Saturday 15 October 2011

Confidence trick

It's fascinating watching your children growing up and watching their personalities develop. The differences between the two are amazing. Where Monkey is volatile and will blow up over the slightest thing sometimes, Missy Woo is calm and relatively pragmatic.

There is one area where I spot a difference in their personalities and it slightly disturbs me. It manifests itself largely when they practice their reading at home with us, and I wonder if it is noticeable at school.



Give Monkey a challenging text to read and he'll have a bash. Do the same to Missy Woo and she crumbles, to the point that she'll falter and falter until she starts to get simple words wrong that I know (and she knows) she knows. In other words, Monkey will believe he can, even if he can't, whereas Missy Woo will believe she can't, even if she can. I know that boys tend to be more inherent risk takers so I wonder if it is a gender difference, but it concerns me. It also frustrates me because I know Missy Woo can do better. Last week, we had to give up with a book that Missy had chosen but just didn't seem to like - it was simple poetry but the presence of big words, as it was about dinosaurs, seem to throw her and she couldn't even read the word "my". The teacher changed her book to one she believed she could do and the words flowed from her. The thing is, they are the same level of reading ability.

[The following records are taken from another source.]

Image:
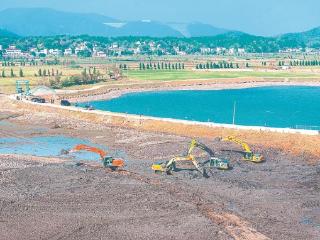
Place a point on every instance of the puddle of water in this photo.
(51, 146)
(5, 123)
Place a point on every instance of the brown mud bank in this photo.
(44, 199)
(291, 143)
(116, 90)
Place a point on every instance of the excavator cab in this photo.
(219, 164)
(248, 155)
(253, 157)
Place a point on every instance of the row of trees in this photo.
(48, 73)
(212, 65)
(161, 66)
(300, 63)
(12, 74)
(87, 76)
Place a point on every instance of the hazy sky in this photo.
(262, 17)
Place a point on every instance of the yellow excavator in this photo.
(107, 161)
(248, 154)
(213, 162)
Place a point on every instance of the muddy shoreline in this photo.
(44, 199)
(118, 92)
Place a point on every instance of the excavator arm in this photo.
(213, 162)
(107, 161)
(248, 154)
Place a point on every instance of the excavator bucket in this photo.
(157, 167)
(117, 163)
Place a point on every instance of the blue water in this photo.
(288, 107)
(49, 146)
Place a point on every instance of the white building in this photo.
(241, 51)
(231, 51)
(44, 51)
(67, 52)
(13, 52)
(100, 54)
(81, 47)
(55, 52)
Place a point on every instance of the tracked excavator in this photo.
(213, 162)
(107, 161)
(248, 154)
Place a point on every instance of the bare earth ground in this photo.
(44, 199)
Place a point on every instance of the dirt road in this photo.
(40, 199)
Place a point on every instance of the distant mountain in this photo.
(146, 28)
(197, 29)
(48, 22)
(309, 38)
(7, 34)
(204, 30)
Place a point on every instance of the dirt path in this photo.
(43, 199)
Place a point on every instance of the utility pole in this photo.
(234, 113)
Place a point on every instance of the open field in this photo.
(187, 74)
(278, 199)
(7, 84)
(54, 198)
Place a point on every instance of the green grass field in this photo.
(187, 74)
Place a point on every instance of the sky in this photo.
(259, 17)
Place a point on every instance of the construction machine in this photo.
(248, 154)
(213, 162)
(107, 161)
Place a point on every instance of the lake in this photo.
(281, 107)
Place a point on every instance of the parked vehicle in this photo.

Generally, she is a confident child, if a little more reserved than her brother. She can start off shy with new people but give her a few minutes and she can be talking the hind legs off a donkey. She'll happily go to parties and not cling to me; in fact, she'll send me away! For her age, she's doing brilliantly at school and that's not bragging; she's one of the best readers in her class despite being one of the youngest and she's just been Star of the Week at school. She just seems to get these occasional bouts of incredible self-doubt that almost cripple her. At times, it is tiredness but that is not always the problem. I try not to make an issue of it but it's hard when you know she's capable of reading a word that she can't. We make clear to her that we just want her to try her best but she seems scared of making a mistake so she panics. We praise her when she does well in anything and she knows that we love her and are there for her. What else can we do?

It's really bothering me at the moment as I don't want her to be held back by what's inside her head. I can think of ways to help adults remove limiting beliefs, but it's harder to get children to do the same thing using the same techniques.  I can't figure out if she is only like this with us, or whether she just manages not to make it noticeable when she's at school. Whenever we've mentioned it to teachers, they don't recognise the child we're talking about.

If you have any words of advice because you've encountered this yourself with your children, I'd be very grateful of a comment or two.

She's a bright little girl, who is in danger of dimming her own light, and I want her to shine. Help me to help her shine as brightly as I know she can.